Le Parti Communiste Français va tenir son congrès extraordinaire en novembre 2018 et son déroulement risque d’être assez particulier, en raison de la cristallisation de nombreuses oppositions à la direction. Après 1989, celle-ci a impulsé une ligne sociale-gouvernementale balançant par-dessus bord toujours plus des traditions de la base, au nom du maintien des élus et d’une existence à travers l’union de la gauche.

Cela a eu indéniablement un succès, au sens où le PCF a maintenu son existence et une présence réelle dans les institutions. Le développement de la France Insoumise de Jean-Luc Mélenchon est venu toutefois troubler cette démarche, son populisme attirant pas moins que la moitié de la base du PCF, l’autre moitié ayant peur de se faire phagocyter.

À cela s’ajoute une lisibilité électorale toujours plus faible, avec comme résultats des scores de 1,93% à la présidentielle de 2007 et 2,72% aux législatives de 2017.
Ce qui est en jeu désormais, c’est l’existence du PCF comme organisation « indépendante » : le choix de se lancer seul aux Européennes, avec Ian Brossat comme tête de liste, est la tentative de jouer le tout pour le tout.

Or, Ian Brossat a une ligne sociale-européenne qui déplaît fortement à une partie de la base, qui voit là une tentative de la direction de forcer une orientation bien déterminée, aux dépens des opposants. La direction n’avait d’ailleurs réussi à proposer une « base commune » en vue du congrès extraordinaire qu’avec 49 voix sur 91.

Cette « base commune » proposée par la direction y va pourtant très fort dans la radicalité verbale. Intitulée « Le communisme est la question du XXIe siècle », elle parle de dépassement du capitalisme et de maintien des « conquêtes de classe », exige des « nationalisations authentiques (et non simples étatisations hors d’atteinte du pouvoir populaire) », constate que « la classe des salarié·e·s est unie objectivement, dans sa subordination aux grands propriétaires qui, seuls, décident et profitent véritablement ».

Cependant, attention ! Il ne s’agit pas de la reprise du discours du PCF des années 1970 ou 1980. Pour la direction du PCF, dont l’université d’été reflète le style et l’approche intellectuelle, le « communisme » est une sorte de contrepoids démocratique au capitalisme, consistant en une mobilisation pour prendre le dessus sur « l’argent ».

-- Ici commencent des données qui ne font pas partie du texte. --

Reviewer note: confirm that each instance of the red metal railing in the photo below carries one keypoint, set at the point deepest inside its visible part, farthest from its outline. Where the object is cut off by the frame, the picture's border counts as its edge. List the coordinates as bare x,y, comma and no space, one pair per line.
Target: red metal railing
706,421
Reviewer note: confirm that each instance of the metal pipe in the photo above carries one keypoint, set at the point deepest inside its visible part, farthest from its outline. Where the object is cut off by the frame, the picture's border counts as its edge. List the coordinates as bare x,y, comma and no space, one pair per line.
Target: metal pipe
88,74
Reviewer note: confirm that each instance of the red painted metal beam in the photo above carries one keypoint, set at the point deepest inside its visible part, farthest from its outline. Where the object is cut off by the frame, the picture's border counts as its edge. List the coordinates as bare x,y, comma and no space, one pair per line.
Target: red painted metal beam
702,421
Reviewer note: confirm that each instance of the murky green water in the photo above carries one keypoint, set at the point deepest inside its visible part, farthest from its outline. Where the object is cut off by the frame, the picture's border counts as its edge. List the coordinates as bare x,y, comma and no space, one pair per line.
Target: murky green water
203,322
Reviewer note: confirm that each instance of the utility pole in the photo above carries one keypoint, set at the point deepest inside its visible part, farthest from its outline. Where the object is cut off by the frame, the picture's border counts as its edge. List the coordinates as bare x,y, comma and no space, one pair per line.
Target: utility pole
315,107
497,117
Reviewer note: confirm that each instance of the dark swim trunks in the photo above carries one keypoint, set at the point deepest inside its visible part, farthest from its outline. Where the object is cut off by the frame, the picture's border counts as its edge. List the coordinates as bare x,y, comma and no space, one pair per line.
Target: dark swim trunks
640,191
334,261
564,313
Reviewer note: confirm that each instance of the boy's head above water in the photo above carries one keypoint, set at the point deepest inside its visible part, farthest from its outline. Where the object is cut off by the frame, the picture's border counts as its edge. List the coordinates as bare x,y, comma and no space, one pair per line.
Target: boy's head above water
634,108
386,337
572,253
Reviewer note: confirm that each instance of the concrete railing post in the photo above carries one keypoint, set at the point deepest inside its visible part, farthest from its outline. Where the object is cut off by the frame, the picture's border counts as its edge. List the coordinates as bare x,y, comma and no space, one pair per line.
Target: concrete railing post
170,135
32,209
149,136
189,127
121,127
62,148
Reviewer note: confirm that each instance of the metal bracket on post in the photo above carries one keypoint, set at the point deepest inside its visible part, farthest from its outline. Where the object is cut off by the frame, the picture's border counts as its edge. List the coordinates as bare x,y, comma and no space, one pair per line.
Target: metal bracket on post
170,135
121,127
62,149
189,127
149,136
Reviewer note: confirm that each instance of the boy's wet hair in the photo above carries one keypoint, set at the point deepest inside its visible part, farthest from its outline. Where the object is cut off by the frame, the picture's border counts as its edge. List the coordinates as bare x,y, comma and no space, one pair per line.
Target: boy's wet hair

Le mot « socialisme » ne revient par conséquent pas dans le document, à part pour affirmer que certains dans le PCF regrettent que ce concept ait disparu. A l’inverse, le rôle des élus est souligné, ainsi que les nécessités de pression populaire.

C’est-à-dire que le PCF veut se profiler comme force de l’idéal, de l’utopie, comme force anticapitaliste, sans aucunement proposer de transition, d’État socialiste, de contre-valeurs. C’est là la rupture fondamentale avec le mouvement ouvrier qui exigeait une société socialiste allant au communisme.

La question de la transition a, on le sait, donné naissance aux anarchistes-communistes, aux socialistes et aux communistes, qui s’opposent sur sa nature et sur son rythme. Cependant, le moment de transition n’était pas nié, il était plus ou moins raccourci, défini différemment, etc.

Avec le PCF on est ici dans quelque chose de tout à fait différent et l’écriture inclusive employée en donne l’origine : ses thèses sont celles d’intellectuels comme l’italien Toni Negri et le français Alain Badiou, voire même en poussant légèrement le bouchon comme le français Julien Coupat et le courant dit « communisant » de l’ultra-gauche.

Le « communisme » serait déjà là, comme force associative des gens d’en-bas ; il n’y aurait pas besoin d’idéologie ni d’organisation, mais simplement de bonne volonté pour établir des rapports qui « dépasseraient » le capitalisme. Quiconque a eu la possibilité de discuter avec des zadistes ou des gens de Nuit debout connaît bien cette approche par excellence petite-bourgeoise, au sens d’une négation tant de l’État que de la réalité du capitalisme comme type de production bien déterminé à l’échelle de la société toute entière.

La direction du PCF entend se profiler comme force utopiste maniant un discours totalement idéaliste au sujet du communisme, afin de maintenir son existence en récoltant les voix des couches sociales hostiles au renforcement du capitalisme et à l’augmentation de la pression sociale, sans pour autant faire de la classe ouvrière la clef de toute solution.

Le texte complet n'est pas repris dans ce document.